I also want to keep making films that provoke thought, trigger discussion and help me and perhaps a few others make sense of the world (I'm writing that because some moments I'm not so sure). "You'd say you were on the lower end of commercial spectrum?" a U.S. Forest Service Rep asks. "Yes," I say, happy that the Forest Service sees this project as away to give off a positive message about using and respecting the wilderness versus a high budget film shooting in the woods. No, my crew won't be creating a set, doing pyrotechnics or making much of an impact. In fact my characters don’t give me a chance to reshoot, or ask for another take either. And I've always felt uncertain, a kind of ambivalence about filming in the wild. It seems bigger than the frame, more awe inspiring, and multi-dimensional than I can do justice to. I feel content, but small in the wild. Somehow when I was busy doing street photography in Los Angeles, or in the heavily populated and deforested islands in the West Indies, I felt oddly more comfortable with a camera, more at home in the man made, human dominated environment. Or maybe for some odd reason it felt, at the time, more intense and less recreational. So once again, picking a project leads me and maybe a few viewers to shift a little and rethink.

06.30.06 @ 15:13PST

 
Friday, December 23rd

Bread Bag
On the way to the garbage can, pass the fresh pile of wood for the stove, I find a Western Family white bread bag. Forlorn.
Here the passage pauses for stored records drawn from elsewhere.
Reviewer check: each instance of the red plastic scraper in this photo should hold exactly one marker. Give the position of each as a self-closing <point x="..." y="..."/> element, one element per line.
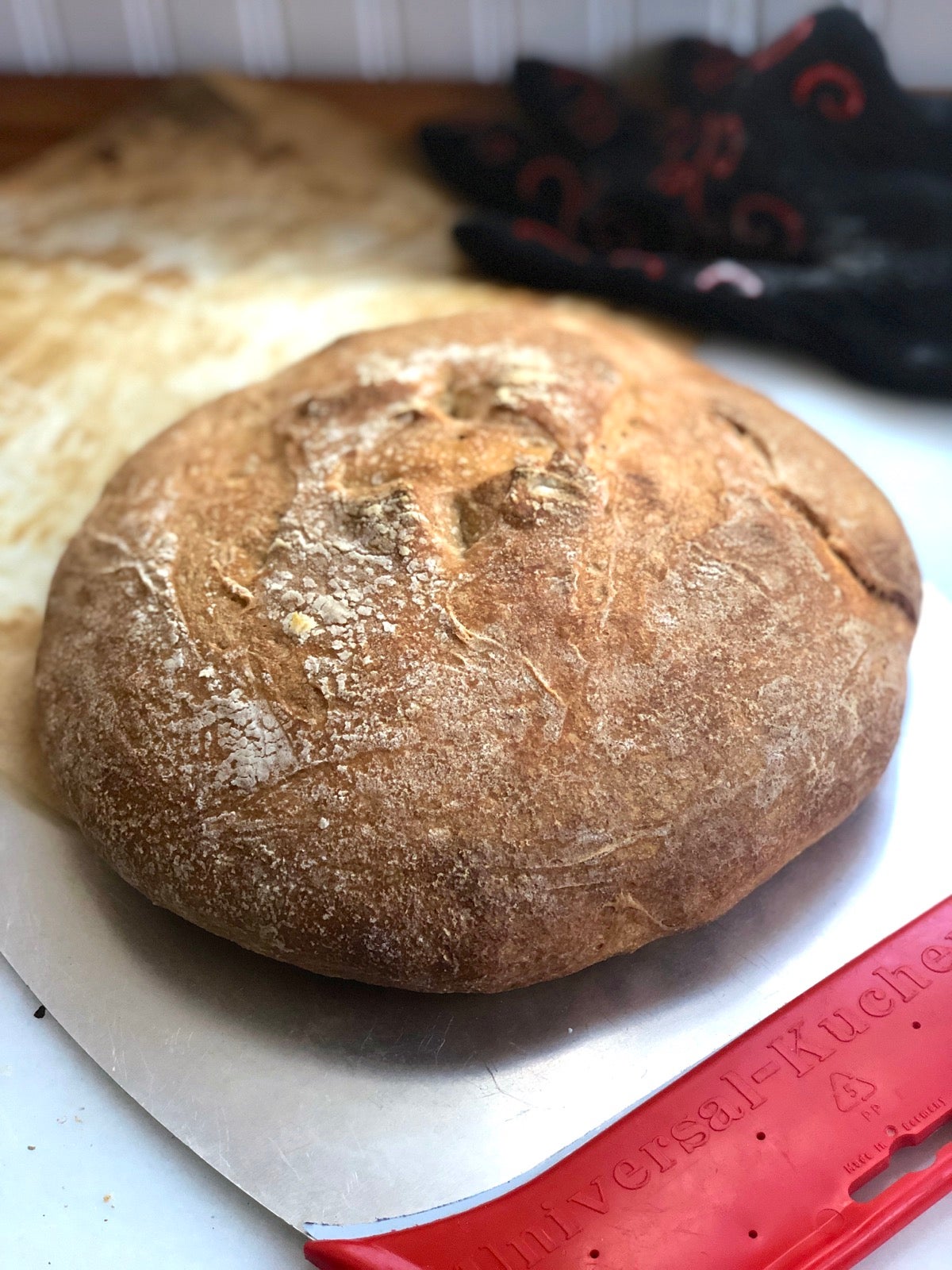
<point x="749" y="1160"/>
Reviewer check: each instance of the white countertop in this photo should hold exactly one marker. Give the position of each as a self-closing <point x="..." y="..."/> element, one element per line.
<point x="106" y="1187"/>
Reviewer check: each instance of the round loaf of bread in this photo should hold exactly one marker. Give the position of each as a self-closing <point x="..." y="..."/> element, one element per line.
<point x="467" y="653"/>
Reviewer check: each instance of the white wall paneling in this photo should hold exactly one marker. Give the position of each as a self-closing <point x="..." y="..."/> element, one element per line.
<point x="41" y="37"/>
<point x="437" y="40"/>
<point x="10" y="50"/>
<point x="206" y="33"/>
<point x="918" y="36"/>
<point x="419" y="38"/>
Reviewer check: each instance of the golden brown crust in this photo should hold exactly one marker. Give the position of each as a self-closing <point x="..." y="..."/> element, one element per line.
<point x="467" y="653"/>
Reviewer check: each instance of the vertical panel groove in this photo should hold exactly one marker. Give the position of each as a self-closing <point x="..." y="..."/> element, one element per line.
<point x="149" y="33"/>
<point x="40" y="32"/>
<point x="380" y="38"/>
<point x="264" y="44"/>
<point x="493" y="32"/>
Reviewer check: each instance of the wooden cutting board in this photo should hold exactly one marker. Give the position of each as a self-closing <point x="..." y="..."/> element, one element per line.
<point x="190" y="245"/>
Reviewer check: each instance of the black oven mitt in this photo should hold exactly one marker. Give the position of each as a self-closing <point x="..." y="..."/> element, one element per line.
<point x="800" y="196"/>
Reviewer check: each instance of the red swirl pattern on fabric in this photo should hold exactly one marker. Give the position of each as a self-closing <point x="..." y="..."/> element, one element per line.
<point x="549" y="237"/>
<point x="750" y="209"/>
<point x="697" y="150"/>
<point x="847" y="99"/>
<point x="590" y="117"/>
<point x="573" y="194"/>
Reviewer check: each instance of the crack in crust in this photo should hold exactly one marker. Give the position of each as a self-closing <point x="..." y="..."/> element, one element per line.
<point x="465" y="654"/>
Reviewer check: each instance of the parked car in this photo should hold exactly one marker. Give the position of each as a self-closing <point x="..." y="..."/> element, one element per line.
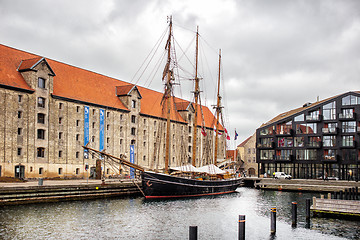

Trash that didn’t make it or stay in one of the cans across the street.

There aren’t many bread wrappers in our garbage. I use a bread machine, eat whole grains and live across from low cost housing. The place is called Paxton Manor. The name sounds regal, well tended, as if someone from the ownership or ruling class would live or go on holiday there. I like where we live, close to town, not surrounded by trophy houses or in a simulation of a suburban neighborhood (after all Sitka has a population of 8,500). But the daily garbage on the ground, the smokers puffing on the hour are kind of sad. These smokers have names; I know them for the most part. I hear their voices, sometimes shrill, raised at their kids who might not have gotten in the door fast enough or have wandered down the road. I can’t help but read a bit of anger, disappointment and exhaustion into those voices. Perhaps there is a lot of joy behind the row of front doors that face us (when the “manor” was demolished and rebuilt several years ago, the new units lost their second doors and all the front doors now face us. See the film clip for Demolished
on this site.)

As I look across the street, think about the voices, the garbage, white bread and nicotine addiction, a car drives up and out comes a man carrying several pizza boxes. More potential trash. For the kids who will eat the pizza, whose voices I love to hear when they play together or cross the street to show us their bikes, throw a snowball and smile-- I hope there is hope, joy and a glimmer of a calm future. Besides, then when they grow up the woman across the street won’t be saddened by the sound of their voices, and maybe won’t be picking up bread bags and other garbage off the ground.